Five seconds of sunlight through a small gap in my curtains laid down enough exposure on the print to compete with a 1000Ws flash. In December, the same paper in the same developer needed 7 to 8 seconds of full front-on ambient exposure to register anything at all.

That is not a small difference. That is roughly a stop and a half of difference in effective sensitivity. The cause is well known to anyone who shoots UV-sensitive emulsions: there is much more UV in summer sunlight than in winter sunlight, both because the sun is higher in the sky (less atmospheric path) and because the days are longer.
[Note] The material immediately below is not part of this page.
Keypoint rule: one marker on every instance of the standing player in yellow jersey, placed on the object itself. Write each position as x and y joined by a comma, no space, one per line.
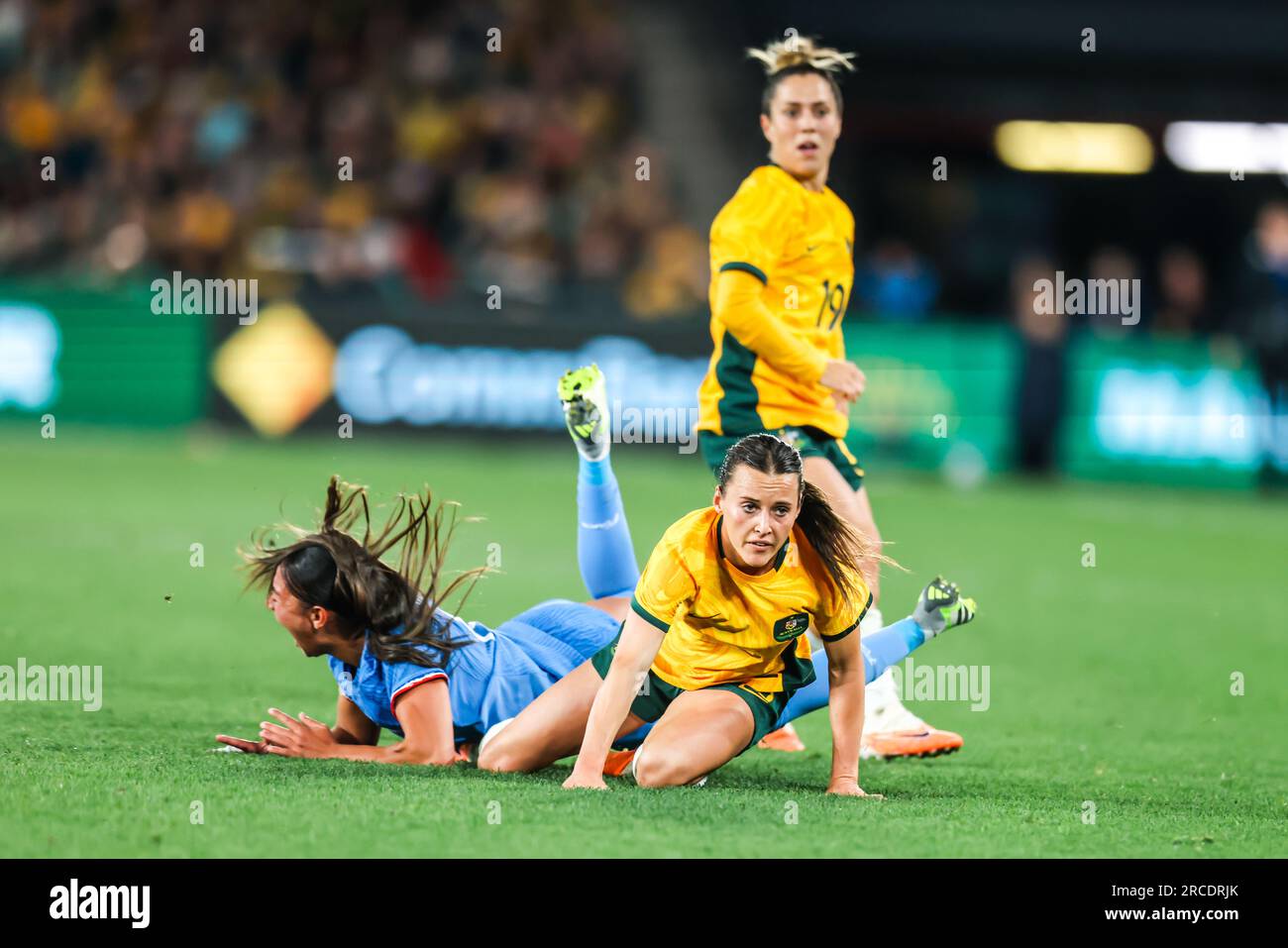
782,272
Paper reversal is more UV-sensitive than most processes. The papers respond strongly to short-wavelength light. So the seasonal difference, which would be noticeable but manageable on conventional film, is dramatic on paper.

What this means practically: my 7-8 second exposures from December are not what I should expect for the portrait box camera in summer. They will be much shorter. Possibly short enough that I do not actually need flash at all for outdoor work, as long as I can find a reliable patch of summer sun.

I am going to have to redo my exposure calculations from scratch, using current sunlight.

What I am taking forward

Three things to test next:

  1. Outdoor portrait box camera shoots in summer daylight, with full re-metering. The hypothesis is that the 7-8 second exposures from December will collapse to something like 3 or 4 seconds, which is workable with a cooperative subject.
  2. Two-head flash through a single modifier, if I do still need flash for indoor or evening work.
  3. Constant light as an alternative to flash, since the flash approach has a ghosting risk on long ambient exposures (the flash freezes part of the action while the ambient continues to expose the moving subject). Constant lights would not have that problem.

It might end up being some combination of all three. The aim is to get the portrait box camera back out and start making real portraits with it, which has been the goal of this whole project since the paper-and-developer testing last year. Flash was one possible answer. Summer daylight might be a better one.

I will know after the next round of testing. More of this coming.